Third-party dependencies are becoming a primary vector for breaches, particularly in manufacturing. How does a benchmarking approach help manage the risks that come from outside an organization’s direct control?
The web of vendor dependencies has become so complex that third-party risk has doubled, now accounting for 30% of all recorded breaches. For a manufacturer, your resilience is only as strong as the weakest link in your supply chain, and generic assessments simply don’t capture the nuance of those specific connections. Every organization carries a different set of vendor risks, and that’s where benchmarking adds incredible value by highlighting how others in the same sector are managing similar dependencies. It allows a company to see if their supply chain management is an outlier or if they are following best practices that have protected their competitors from cascading failures. This level of insight is crucial because it moves the conversation from a vague fear of “the unknown” to a targeted strategy for managing specific vendor vulnerabilities. We have to treat our partners’ security as our own, because when they go down, the impact on our operations is immediate and often severe.
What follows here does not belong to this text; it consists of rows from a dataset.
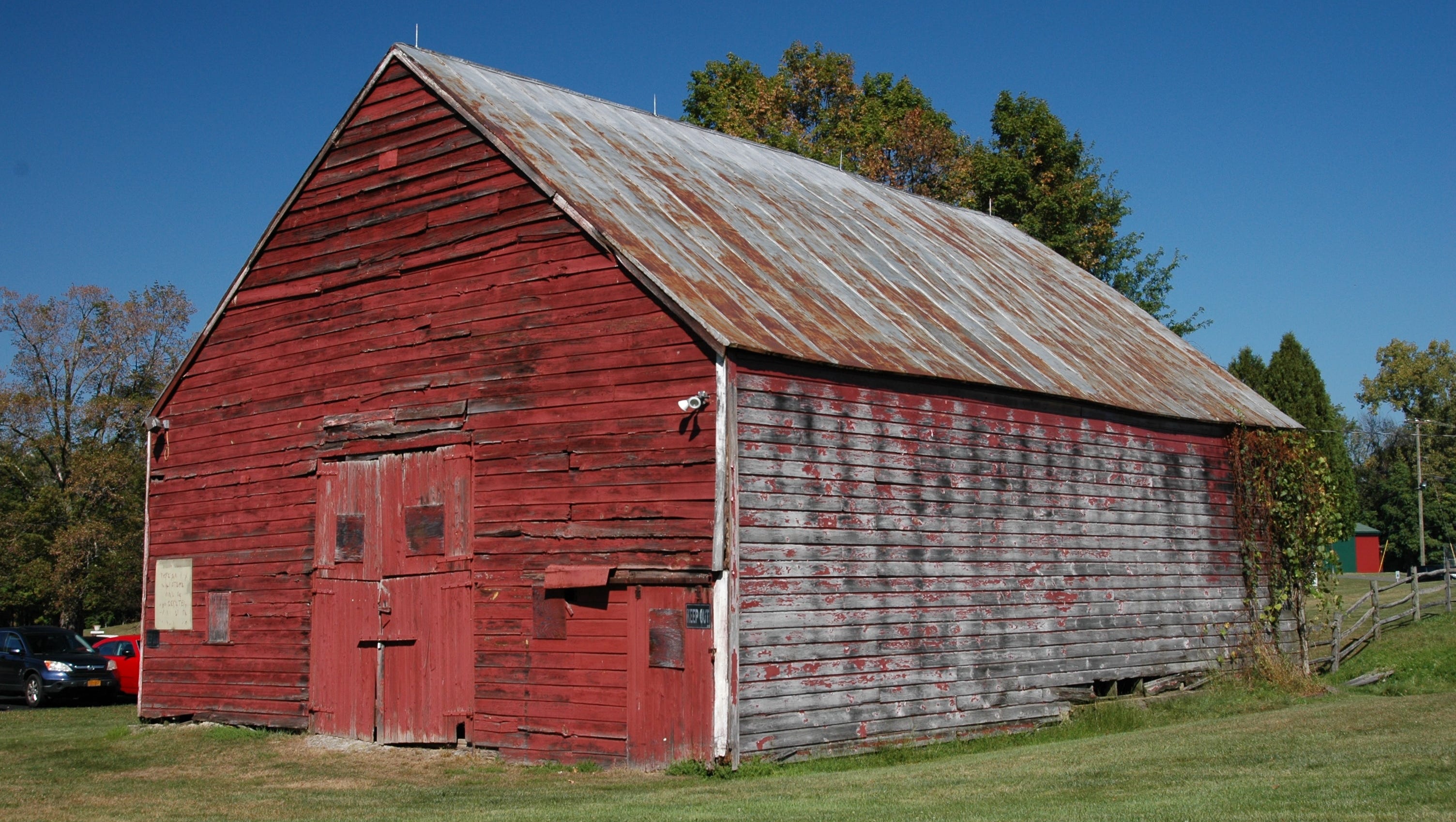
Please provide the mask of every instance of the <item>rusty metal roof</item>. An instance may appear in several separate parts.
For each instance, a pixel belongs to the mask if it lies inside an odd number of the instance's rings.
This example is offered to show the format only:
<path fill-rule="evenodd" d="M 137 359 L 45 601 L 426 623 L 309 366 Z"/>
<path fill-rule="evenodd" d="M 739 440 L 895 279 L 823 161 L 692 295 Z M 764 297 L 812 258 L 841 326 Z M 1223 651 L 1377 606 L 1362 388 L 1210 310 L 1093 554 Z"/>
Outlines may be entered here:
<path fill-rule="evenodd" d="M 1005 220 L 432 51 L 390 58 L 719 349 L 1299 425 Z"/>

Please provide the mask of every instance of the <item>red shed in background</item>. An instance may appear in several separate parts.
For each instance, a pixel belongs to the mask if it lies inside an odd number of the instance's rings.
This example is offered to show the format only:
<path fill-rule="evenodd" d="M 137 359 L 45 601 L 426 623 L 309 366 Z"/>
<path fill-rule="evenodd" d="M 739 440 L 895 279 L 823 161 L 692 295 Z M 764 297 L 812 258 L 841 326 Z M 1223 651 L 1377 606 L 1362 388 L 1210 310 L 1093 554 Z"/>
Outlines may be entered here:
<path fill-rule="evenodd" d="M 154 409 L 140 713 L 1028 726 L 1236 642 L 1236 420 L 1294 425 L 1002 220 L 399 45 Z"/>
With cyber and geopolitics dominating the headlines, there’s a concern that climate risk is being overlooked. How can insurers use their historical data to keep environmental resilience on the corporate agenda?
It is true that climate risk has occasionally fallen by the wayside as boards scramble to react to the latest cyberattack or geopolitical flare-up, but the insurance sector’s analytical assets are the perfect tool to bring it back to the forefront. We have catastrophe models and decades of loss data that allow us to build forward-looking scenarios, testing how something like a prolonged drought or extreme rainfall might ripple through a company’s global operations. It’s not just about the physical damage to a building; it’s about the subtle ways climate change cascades through the supply chain and affects long-term viability. By presenting these risks through the lens of integrated, comparative resilience, we can show executives that climate is not a distant problem, but a current operational threat. The goal is to move from reactive coverage—buying a flood policy after the water is in the lobby—to a proactive stance where the company is built to withstand the weather patterns of the next decade.
What is your forecast for the evolution of risk benchmarking over the next few years?
I believe that within the next three to five years, benchmarking will evolve from an optional advisory service into the foundational standard for every insurance placement in the market. We will see real-time data feeds and AI-driven analytics replace static annual reports, allowing companies to see their risk profile fluctuate in relation to their peers on a week-to-week basis. This transparency will force a massive upgrade in maturity for the SME sector, as the data will make it impossible to ignore the gaps in their cybersecurity and climate preparedness. Ultimately, the role of the broker will be fully redefined as a “resilience architect” who uses these benchmarks to build a fortress around their clients’ balance sheets. The winners in this new era will be those who embrace the data early and treat risk management not as a cost center, but as a primary competitive advantage.